God is there to conquer all... To listen. To be there. To talk to. To trust. To love. To sometimes let me deal with mistakes I have made. To sometimes help me get out of those mistakes.

The bible says that God will provide a way out of all temptation and mistakes we make. It doesn't say anywhere that it will be easy. Today's little "patch-up of mistakes" has to do with my car. That's right. Mr. Audi decided to be a pain in the rear end. Of course I am sad to see the poor boy go. But in his place, I get "Hondy Bear- the sequal". I love it. Tomorrow the transaction will be complete. Not going to go into detail on my journey with this car over the past couple days. But it has been a ride. That God has provided a way out of.

Another thing to thank God for is my job. No, it is not for sure... But I do have a glimmer of hope. After accepting the job at A&W I received a call this AM. People's bank wants to interview me. Possibly this will lead to a better paying job. Maybe not, but I am willing to trust that God knows what I need to be doing and where I should be working.

It's like... When I finally gave all my trust to God that He would handle it, and I accepted the job that was offered, God was like... "Ok, now I know you trust me... " And put this interview in my way. Even though I was discouraged, I decided to take the job. Even though it isn't something that is very fun to admit "Yeah... I um..... work ...at...... long john Silver's and A&W in Coon Rapids.." I was willing to take it.. And who knows? I might still have to keep it... But I know one thing-

God conquers all.. If I just give everything I am and have to Him, He knows what to do with it. Everything will fall into place eventually.. It's just a matter of seeing the path God takes me on while i'm on the way to having everything fall into place.

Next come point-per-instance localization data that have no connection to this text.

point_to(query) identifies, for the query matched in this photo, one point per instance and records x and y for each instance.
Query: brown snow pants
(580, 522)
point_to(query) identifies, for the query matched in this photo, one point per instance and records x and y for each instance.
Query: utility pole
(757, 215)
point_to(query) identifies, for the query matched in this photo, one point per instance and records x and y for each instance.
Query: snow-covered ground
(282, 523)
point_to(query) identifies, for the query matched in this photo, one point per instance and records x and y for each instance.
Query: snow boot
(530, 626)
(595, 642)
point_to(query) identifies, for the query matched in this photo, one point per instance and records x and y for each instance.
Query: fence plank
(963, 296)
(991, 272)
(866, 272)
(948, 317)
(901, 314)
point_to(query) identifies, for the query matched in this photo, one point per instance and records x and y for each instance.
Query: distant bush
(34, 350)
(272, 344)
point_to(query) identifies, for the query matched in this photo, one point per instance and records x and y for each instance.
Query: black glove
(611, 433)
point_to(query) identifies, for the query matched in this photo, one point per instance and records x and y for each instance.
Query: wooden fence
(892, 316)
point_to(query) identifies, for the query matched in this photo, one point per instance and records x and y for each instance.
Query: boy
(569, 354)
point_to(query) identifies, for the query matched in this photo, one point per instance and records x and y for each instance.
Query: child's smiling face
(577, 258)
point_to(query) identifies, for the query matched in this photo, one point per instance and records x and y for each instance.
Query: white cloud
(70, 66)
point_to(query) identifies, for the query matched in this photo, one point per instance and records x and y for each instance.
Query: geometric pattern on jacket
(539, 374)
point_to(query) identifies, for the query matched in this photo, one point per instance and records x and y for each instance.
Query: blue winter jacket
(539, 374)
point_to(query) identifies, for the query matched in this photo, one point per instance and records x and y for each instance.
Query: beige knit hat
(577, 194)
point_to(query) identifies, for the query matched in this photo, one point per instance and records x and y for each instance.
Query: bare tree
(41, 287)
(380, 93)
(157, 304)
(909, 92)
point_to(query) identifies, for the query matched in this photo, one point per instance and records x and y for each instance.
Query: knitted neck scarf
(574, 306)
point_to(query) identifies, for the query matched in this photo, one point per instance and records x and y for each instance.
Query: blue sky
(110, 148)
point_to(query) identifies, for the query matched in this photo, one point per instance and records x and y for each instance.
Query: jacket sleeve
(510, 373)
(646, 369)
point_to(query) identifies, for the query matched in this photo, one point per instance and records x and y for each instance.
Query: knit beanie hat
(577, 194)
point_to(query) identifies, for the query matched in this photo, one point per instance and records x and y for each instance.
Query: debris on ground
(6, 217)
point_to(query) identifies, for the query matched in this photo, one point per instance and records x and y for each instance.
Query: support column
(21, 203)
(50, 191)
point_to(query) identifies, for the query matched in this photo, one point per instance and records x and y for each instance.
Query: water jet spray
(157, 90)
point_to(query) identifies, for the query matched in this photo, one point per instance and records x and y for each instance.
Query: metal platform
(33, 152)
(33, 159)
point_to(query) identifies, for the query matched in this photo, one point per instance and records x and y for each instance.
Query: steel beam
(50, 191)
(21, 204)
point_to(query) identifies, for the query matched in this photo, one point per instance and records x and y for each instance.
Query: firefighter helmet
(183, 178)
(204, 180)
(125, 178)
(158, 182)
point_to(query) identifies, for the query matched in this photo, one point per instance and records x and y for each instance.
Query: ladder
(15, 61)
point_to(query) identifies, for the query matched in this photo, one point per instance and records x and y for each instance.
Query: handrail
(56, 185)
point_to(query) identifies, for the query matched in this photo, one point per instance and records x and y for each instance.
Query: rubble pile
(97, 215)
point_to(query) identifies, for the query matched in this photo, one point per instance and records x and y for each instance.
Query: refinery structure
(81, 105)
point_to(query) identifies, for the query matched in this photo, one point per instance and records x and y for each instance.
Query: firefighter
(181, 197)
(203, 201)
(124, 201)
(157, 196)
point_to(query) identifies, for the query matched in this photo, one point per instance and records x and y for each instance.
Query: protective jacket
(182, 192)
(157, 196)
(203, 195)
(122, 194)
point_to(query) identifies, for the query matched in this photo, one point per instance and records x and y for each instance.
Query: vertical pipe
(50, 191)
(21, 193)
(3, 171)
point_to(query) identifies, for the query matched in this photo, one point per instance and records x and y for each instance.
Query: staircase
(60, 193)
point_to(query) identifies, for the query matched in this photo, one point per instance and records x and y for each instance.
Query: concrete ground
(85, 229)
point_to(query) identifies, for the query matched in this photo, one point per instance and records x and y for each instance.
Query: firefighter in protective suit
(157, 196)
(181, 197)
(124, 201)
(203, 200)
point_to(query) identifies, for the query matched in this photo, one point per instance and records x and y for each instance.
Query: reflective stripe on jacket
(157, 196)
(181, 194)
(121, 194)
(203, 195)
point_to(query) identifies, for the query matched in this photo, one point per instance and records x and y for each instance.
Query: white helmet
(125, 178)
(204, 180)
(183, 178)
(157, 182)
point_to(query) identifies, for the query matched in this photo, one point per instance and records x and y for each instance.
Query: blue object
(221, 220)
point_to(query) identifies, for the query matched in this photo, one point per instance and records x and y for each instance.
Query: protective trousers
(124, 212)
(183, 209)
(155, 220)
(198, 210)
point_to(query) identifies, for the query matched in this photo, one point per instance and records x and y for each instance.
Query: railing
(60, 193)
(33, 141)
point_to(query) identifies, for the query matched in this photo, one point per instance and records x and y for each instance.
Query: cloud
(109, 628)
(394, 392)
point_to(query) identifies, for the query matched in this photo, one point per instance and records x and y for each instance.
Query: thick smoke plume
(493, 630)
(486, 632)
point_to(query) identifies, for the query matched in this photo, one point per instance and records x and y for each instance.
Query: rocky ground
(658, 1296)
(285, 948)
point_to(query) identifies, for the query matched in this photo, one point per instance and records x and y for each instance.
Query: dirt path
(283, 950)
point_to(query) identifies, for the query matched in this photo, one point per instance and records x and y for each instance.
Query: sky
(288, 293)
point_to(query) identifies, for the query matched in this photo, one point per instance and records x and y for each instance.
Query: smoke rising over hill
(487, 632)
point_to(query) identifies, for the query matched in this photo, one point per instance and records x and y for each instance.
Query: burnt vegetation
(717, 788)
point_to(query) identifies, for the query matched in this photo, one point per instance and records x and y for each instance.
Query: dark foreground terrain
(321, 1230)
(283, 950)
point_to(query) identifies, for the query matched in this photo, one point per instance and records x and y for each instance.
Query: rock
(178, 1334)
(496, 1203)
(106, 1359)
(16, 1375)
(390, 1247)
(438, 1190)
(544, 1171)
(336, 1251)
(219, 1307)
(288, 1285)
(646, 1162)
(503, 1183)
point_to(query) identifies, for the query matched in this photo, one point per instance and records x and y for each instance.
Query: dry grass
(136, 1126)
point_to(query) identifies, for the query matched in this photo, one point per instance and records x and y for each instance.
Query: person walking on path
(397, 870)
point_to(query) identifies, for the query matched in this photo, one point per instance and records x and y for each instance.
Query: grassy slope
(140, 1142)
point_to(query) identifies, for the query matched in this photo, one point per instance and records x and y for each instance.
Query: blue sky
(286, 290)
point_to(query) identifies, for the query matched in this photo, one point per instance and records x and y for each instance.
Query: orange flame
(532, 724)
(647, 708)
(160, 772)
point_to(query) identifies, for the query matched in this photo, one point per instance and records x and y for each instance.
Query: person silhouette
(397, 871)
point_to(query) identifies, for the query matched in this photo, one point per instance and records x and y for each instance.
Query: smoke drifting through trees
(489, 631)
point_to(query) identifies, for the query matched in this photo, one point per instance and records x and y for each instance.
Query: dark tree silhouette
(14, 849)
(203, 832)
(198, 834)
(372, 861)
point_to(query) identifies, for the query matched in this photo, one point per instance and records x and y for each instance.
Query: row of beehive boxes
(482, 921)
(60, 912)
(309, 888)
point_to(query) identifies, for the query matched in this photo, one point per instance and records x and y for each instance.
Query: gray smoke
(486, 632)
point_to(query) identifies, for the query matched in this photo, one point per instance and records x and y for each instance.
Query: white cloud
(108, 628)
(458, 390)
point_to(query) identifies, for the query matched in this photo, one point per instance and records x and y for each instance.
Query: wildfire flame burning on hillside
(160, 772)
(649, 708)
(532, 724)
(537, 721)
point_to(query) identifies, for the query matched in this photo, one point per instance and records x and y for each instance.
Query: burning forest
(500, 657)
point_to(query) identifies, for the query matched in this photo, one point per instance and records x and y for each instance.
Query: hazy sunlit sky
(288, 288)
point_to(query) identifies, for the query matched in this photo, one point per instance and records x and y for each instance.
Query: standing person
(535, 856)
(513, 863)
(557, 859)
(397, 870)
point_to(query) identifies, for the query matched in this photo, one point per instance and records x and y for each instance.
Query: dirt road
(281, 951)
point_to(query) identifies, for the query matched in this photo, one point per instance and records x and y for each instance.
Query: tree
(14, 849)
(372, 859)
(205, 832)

P.S... Even though I am trusting God, it doesn't mean that I am enthused about the new things He is bringing my way... But I guess let's just find the positive.. Right? If I can't have the things I want, I should want the things I have.... It's easy.. I have a lot to be thankful for.

Family
Elle
God
Food
A car that gets me from A to B
Clothes
A dog/companion
Chocolate covered Nuts. :-)
Elle willing to take a nap
The birds outside chirping and singing their songs
Flowers
A bed to sleep in
Shoes
Undies
Gas money
My mom's chicken noodle soup
Chalk,. Which I am going to go outside and draw with at this current moment.